Le 8 juin 1949 était publié 1984, de George Orwell. L’ouvrage montrait la montée en puissance de Big Brother et l’omnisurveillance au sein de nos sociétés ; soixante-cinq ans plus tard, les big data incarnent notre capacité infinie à produire, a priori sans dessein, des données de tout ordre, depuis nos déplacements jusqu’à nos actes d’achat. Ces données rejaillissent comme enrichies au tamis des logiciels et des algorithmes. L’ampleur de ce phénomène, mis en lumière notamment par l’informaticien Edward Snowden – qui a fait des révélations en 2013 sur le système d’espionnage mondial mis en place par l’agence américaine de sécurité –, dépasse largement les questions de sécurité et de surveillance.
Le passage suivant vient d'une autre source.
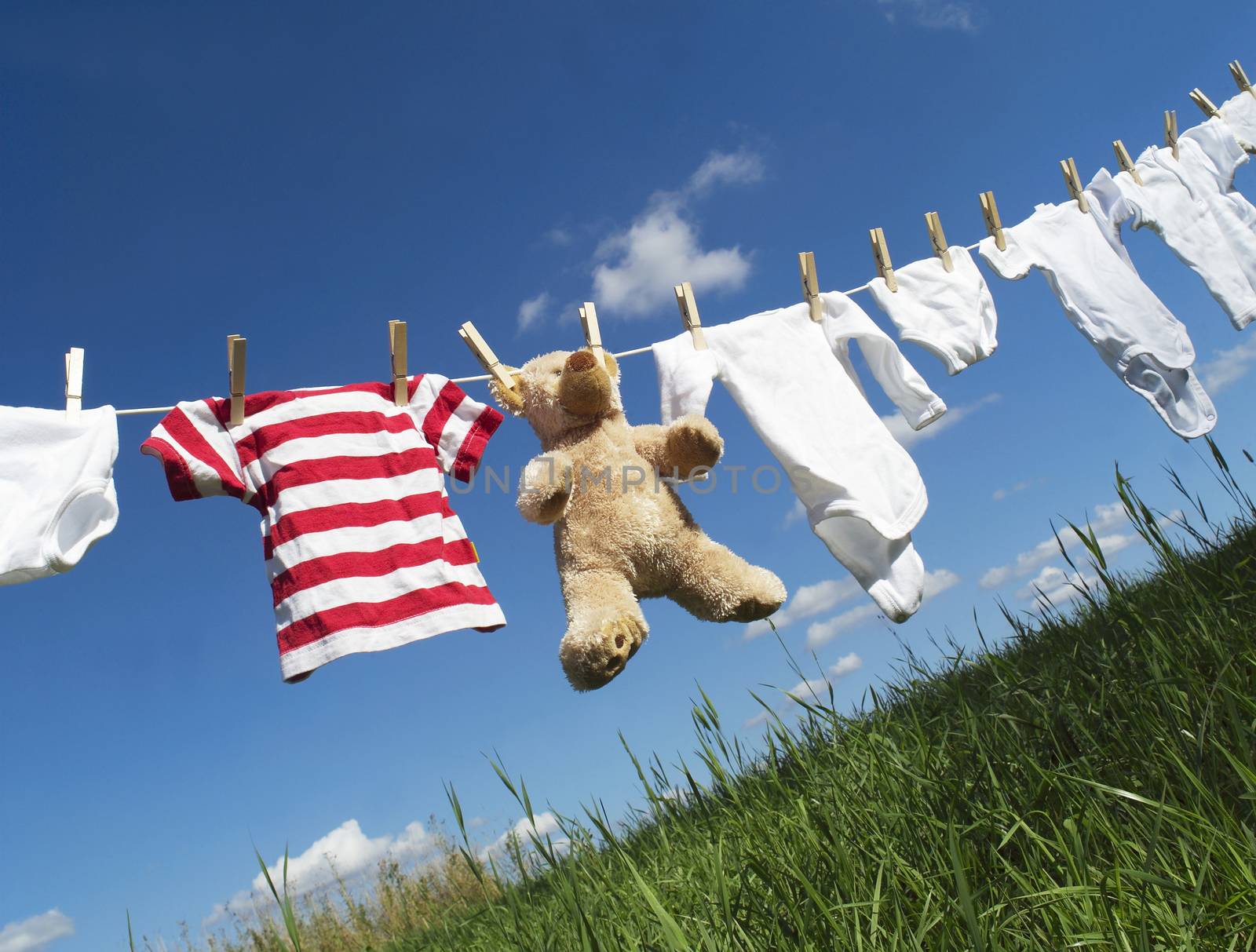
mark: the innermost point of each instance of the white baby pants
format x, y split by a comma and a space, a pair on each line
795, 382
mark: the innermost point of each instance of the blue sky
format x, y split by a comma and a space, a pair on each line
301, 176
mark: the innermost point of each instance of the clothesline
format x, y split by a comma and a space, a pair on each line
477, 378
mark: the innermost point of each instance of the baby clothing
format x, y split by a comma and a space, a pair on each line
1187, 226
1240, 115
1209, 156
862, 491
362, 548
57, 495
948, 313
1104, 298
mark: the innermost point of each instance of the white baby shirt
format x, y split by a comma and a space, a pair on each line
797, 385
1187, 226
1209, 156
1240, 116
57, 495
948, 313
1104, 298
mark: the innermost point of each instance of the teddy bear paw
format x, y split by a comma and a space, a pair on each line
694, 443
594, 656
765, 596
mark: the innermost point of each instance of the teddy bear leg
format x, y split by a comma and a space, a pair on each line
604, 627
717, 585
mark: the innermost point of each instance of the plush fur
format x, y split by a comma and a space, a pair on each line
627, 537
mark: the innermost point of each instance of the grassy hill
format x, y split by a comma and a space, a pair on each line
1090, 782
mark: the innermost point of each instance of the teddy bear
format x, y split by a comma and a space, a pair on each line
621, 531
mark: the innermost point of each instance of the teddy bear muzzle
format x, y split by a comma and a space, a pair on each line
584, 388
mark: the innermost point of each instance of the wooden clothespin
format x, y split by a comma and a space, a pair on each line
690, 314
1071, 179
937, 238
1241, 79
1124, 161
238, 348
1206, 106
592, 332
397, 349
73, 383
485, 356
881, 254
994, 224
810, 284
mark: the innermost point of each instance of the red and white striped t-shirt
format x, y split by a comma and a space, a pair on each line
361, 544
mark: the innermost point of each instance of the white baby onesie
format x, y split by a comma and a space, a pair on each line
948, 313
1240, 116
1165, 205
797, 385
1104, 298
57, 495
1209, 156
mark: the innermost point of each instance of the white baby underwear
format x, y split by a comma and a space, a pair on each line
794, 380
948, 313
1240, 115
1132, 332
1165, 205
57, 495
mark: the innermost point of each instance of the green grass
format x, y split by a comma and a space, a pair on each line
1090, 784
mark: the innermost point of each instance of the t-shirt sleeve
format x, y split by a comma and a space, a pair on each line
456, 426
198, 452
1011, 264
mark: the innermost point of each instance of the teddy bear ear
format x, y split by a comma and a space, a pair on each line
508, 397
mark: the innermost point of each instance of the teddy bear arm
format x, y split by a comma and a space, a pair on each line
546, 487
686, 445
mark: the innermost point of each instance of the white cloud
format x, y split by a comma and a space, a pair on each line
807, 602
908, 437
1107, 516
823, 632
638, 265
546, 826
797, 514
813, 688
933, 14
533, 311
740, 167
1057, 585
35, 933
1228, 367
818, 688
345, 852
847, 665
659, 250
1002, 494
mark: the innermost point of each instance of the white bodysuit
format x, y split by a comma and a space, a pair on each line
57, 495
1165, 205
797, 385
1209, 156
1240, 116
948, 313
1104, 298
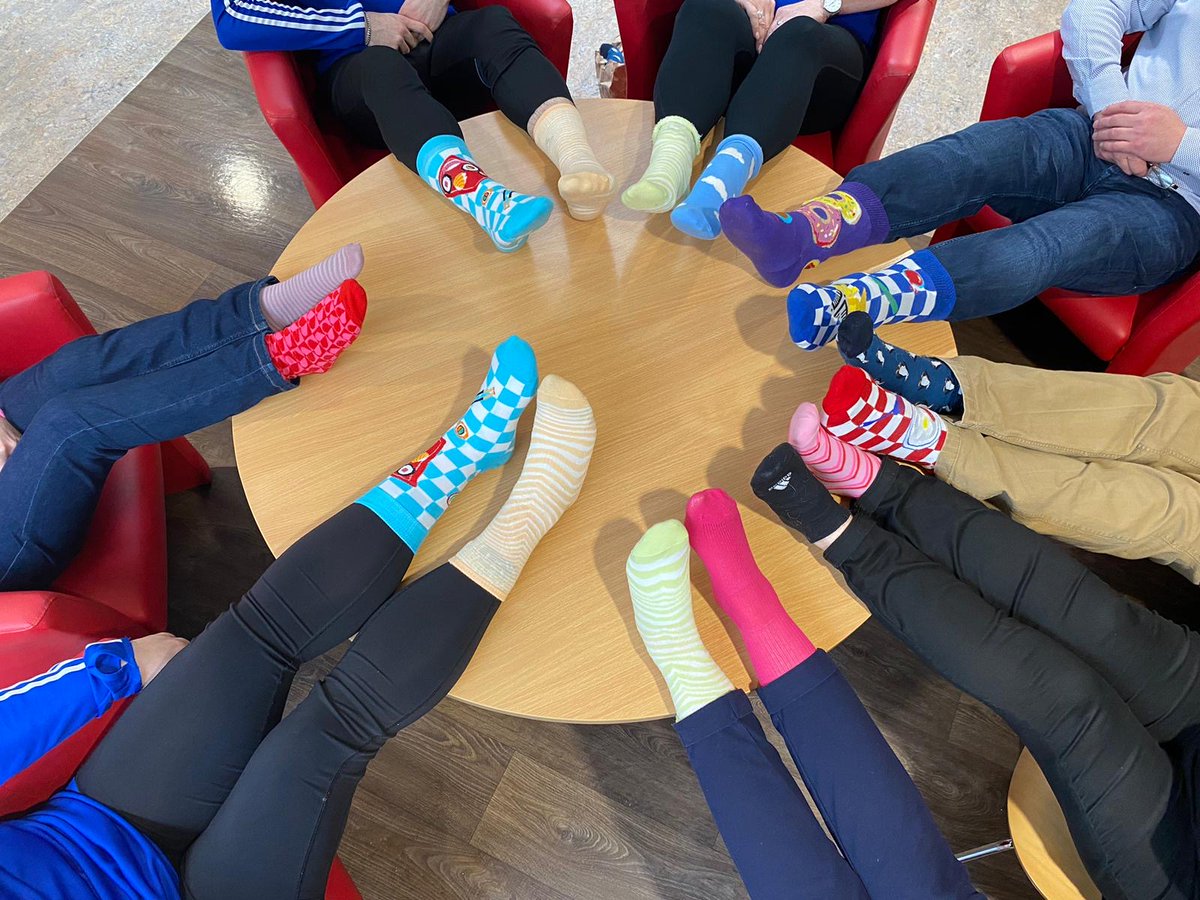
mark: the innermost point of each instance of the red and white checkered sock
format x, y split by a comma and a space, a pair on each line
313, 342
862, 413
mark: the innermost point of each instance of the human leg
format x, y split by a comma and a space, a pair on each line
1020, 167
712, 47
807, 72
1113, 780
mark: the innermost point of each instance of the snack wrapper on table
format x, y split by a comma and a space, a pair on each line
611, 73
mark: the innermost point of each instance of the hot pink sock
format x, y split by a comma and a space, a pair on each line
843, 468
775, 643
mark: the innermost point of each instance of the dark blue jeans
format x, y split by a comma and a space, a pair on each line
891, 847
1079, 222
87, 405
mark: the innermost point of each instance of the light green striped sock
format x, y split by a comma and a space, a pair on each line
659, 582
673, 151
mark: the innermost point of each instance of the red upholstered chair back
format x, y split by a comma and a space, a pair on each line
117, 587
646, 29
1139, 334
325, 155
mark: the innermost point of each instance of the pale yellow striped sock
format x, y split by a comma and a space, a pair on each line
660, 585
564, 431
586, 186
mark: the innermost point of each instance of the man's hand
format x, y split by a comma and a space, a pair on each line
1150, 132
429, 12
397, 31
762, 16
9, 438
153, 653
805, 9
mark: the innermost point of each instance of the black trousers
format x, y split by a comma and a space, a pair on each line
805, 79
1098, 688
246, 804
390, 100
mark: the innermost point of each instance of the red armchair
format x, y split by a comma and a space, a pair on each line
1140, 334
117, 587
646, 31
327, 156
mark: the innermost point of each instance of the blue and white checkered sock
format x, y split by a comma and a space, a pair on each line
414, 496
915, 289
737, 160
508, 216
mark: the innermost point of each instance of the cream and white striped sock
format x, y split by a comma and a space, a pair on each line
660, 585
564, 431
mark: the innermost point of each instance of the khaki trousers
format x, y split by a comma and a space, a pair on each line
1105, 462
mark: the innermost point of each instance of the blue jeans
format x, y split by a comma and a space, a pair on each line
83, 407
1079, 222
891, 847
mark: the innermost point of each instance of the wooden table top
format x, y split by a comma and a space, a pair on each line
682, 351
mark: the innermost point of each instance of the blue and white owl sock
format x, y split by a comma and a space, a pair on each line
915, 289
508, 216
925, 381
414, 496
737, 160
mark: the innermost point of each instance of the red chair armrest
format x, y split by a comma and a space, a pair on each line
549, 22
905, 30
287, 109
37, 316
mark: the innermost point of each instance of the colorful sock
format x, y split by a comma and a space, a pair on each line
673, 151
784, 483
841, 467
915, 289
660, 586
586, 186
928, 381
784, 245
862, 413
508, 216
737, 160
289, 299
415, 495
564, 432
313, 342
774, 642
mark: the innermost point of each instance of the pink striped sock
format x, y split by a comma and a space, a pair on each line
775, 643
292, 298
843, 468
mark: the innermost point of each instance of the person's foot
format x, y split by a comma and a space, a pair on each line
928, 381
859, 412
313, 342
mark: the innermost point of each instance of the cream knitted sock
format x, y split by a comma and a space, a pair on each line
564, 432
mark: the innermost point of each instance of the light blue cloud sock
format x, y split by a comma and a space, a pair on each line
414, 496
737, 160
508, 216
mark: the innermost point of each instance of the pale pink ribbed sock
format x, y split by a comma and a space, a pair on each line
843, 468
775, 643
292, 298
Il touche bien entendu à notre vie privée, mais va jusqu’à bouleverser la formation même de nos désirs.

Qu’est-ce qu’un algorithme ?

Antoinette Rouvroy : Une recette de cuisine, une liste d’instructions. Rien de plus qu’une formule de calcul. Aujourd’hui, nous sommes face à un volume colossal d’informations que l’algorithme – au départ potentiellement très simple – va devoir traiter. Ce que l’on nomme les big data, ce sont ces données dont les seuils de quantité, de vitesse, de complexité et de diversité sont très élevés. Pour traiter et exploiter cette masse qui nous dépasse, il faut inventer quelque chose à cette nouvelle échelle. Cette « autre chose », ce sont de nouveaux types d’algorithmes, plus complexes et capables d’apprendre de leurs propres « erreurs ».

L’algorithme serait-il vivant ?

Exactement. Et on ne peut pas vraiment dire dans quelle direction il va évoluer puisque, si on a recours à des algorithmes auto-apprenants, c’est parce que les données qu’on leur donne sont tellement complexes et variées que leur gestion échappe à l’intelligibilité humaine.

Des exemples ?

La sécurité. Nous assistons depuis un demi-siècle à une massification des personnes et des biens sur la planète. Il semble qu’assurer leur sécurité et lutter contre le terrorisme soit devenu très difficile. Ce constat justifierait, nous dit-on, que l’on change de modèle. On passerait ainsi d’un modèle pénal – quels sont les faits qui démontrent la criminalité d’un individu ? – à une logique de renseignement dans laquelle on observe tout et tout le monde.

C’est Big Brother…

Pour identifier un comportement terroriste, on détermine des cibles dont l’identité est inconnue, mais dont on sait que les formes de vie ou les trajectoires font en sorte que la personne en question est « probablement » terroriste. C’est ce qu’Obama appelle les « frappes de signatures », au contraire des « frappes de personnalité ». Vos frappes signent en fait un comportement, un profil, un tempérament plutôt qu’un individu. Cela a l’air tout à fait anodin, car ce n’est finalement qu’un traitement de données, mais cela peut tuer. Cela semble non sélectif, impartial et parfaitement démocratique.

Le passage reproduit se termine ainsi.